As The Daily Wire reported, members of the state House voted by a margin of 75 to 34 in favor of the Gestational Age Act, which prohibits abortions after the 15th week of pregnancy, except “in a medical emergency or in the case of a severe abnormality.”
The legislation, which Republican Gov. Phil Bryant pledged to sign into law, has been described by supporters as the most pro-life bill in the nation.
Mississippi, which currently has just one operating abortion clinic, is set to enforce the earliest abortion ban of any U.S. state, though the threshold varies widely across Western society with several European countries enforcing even stricter regulations.
In defending the bill against criticism from one Twitter user, Bryant reiterated what he described as a dedication to making his state “the safest place in America for an unborn child.”
As Politico reported, prior efforts to impose even earlier bans by lawmakers in Arkansas and North Dakota were struck down by federal courts.
The Republican state senator who introduced the bill, however, said he is “not afraid of” threatened legal challenges by the operators of Jackson Women’s Health Organization, the state’s lone abortion provider.
“I think we found the right balance with this 15-week ban,” said Sen. Joey Fillingane.
Others in the state, including Mississippi Center for Public Policy President Jameson Taylor, similarly saw the proposal as “another step in protecting maternal health and advancing the state’s interest in protecting pre-born life.”
In a statement celebrating what it saw as a legislative win, Pro-Life Mississippi affirmed its belief that the unborn “deserve the right to live, which is supported by this bill.”
Praising the language in the legislation, the organization described it as the latest effort to pass bills that “are grounded in science and protect human life.”

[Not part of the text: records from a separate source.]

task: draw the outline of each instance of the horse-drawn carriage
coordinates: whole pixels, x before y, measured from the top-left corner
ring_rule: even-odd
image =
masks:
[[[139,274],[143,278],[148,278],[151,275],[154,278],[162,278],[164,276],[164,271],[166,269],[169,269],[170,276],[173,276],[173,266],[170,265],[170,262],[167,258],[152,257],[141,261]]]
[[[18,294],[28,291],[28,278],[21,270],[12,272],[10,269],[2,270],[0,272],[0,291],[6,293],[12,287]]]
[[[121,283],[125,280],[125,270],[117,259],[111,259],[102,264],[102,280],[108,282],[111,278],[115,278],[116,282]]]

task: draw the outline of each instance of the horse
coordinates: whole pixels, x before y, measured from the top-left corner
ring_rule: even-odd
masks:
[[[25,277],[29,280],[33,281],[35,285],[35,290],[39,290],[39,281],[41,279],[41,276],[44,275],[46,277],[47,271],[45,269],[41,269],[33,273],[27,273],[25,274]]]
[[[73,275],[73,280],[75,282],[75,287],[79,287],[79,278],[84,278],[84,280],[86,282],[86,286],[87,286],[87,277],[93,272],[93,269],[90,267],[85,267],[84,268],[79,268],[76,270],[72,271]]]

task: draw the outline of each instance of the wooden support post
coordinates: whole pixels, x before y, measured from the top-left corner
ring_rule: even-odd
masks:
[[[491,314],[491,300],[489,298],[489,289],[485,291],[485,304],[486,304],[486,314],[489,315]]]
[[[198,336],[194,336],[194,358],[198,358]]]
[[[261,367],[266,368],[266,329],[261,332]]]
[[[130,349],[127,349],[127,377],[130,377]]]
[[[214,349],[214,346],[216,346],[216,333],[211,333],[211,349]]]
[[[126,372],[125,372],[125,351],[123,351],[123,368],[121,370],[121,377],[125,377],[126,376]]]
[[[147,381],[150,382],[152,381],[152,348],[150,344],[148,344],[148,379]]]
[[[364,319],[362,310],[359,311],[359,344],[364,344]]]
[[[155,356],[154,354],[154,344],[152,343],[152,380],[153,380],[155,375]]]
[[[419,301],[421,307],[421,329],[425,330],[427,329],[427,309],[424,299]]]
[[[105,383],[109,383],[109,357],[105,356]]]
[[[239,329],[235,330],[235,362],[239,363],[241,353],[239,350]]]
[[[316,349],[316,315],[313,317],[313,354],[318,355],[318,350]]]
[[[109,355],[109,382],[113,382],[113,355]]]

Citing prior court decisions, other state leaders predict the law will ultimately be struck down — or at least face a vigorous challenge.
“We know that bans below 20 weeks have been struck down,” said state Attorney General Jim Hood.
The Democrat official said he expects “an immediate and expensive legal challenge.”
Activists including Jackson Women’s Health Organization’s Diane Derzis said now is the time for opponents of the bill to make their voices heard.
“These groups are tossing anything and everything out there, anything that could start winding its way through the legal system because we’re in a very fragile place right now,” she said.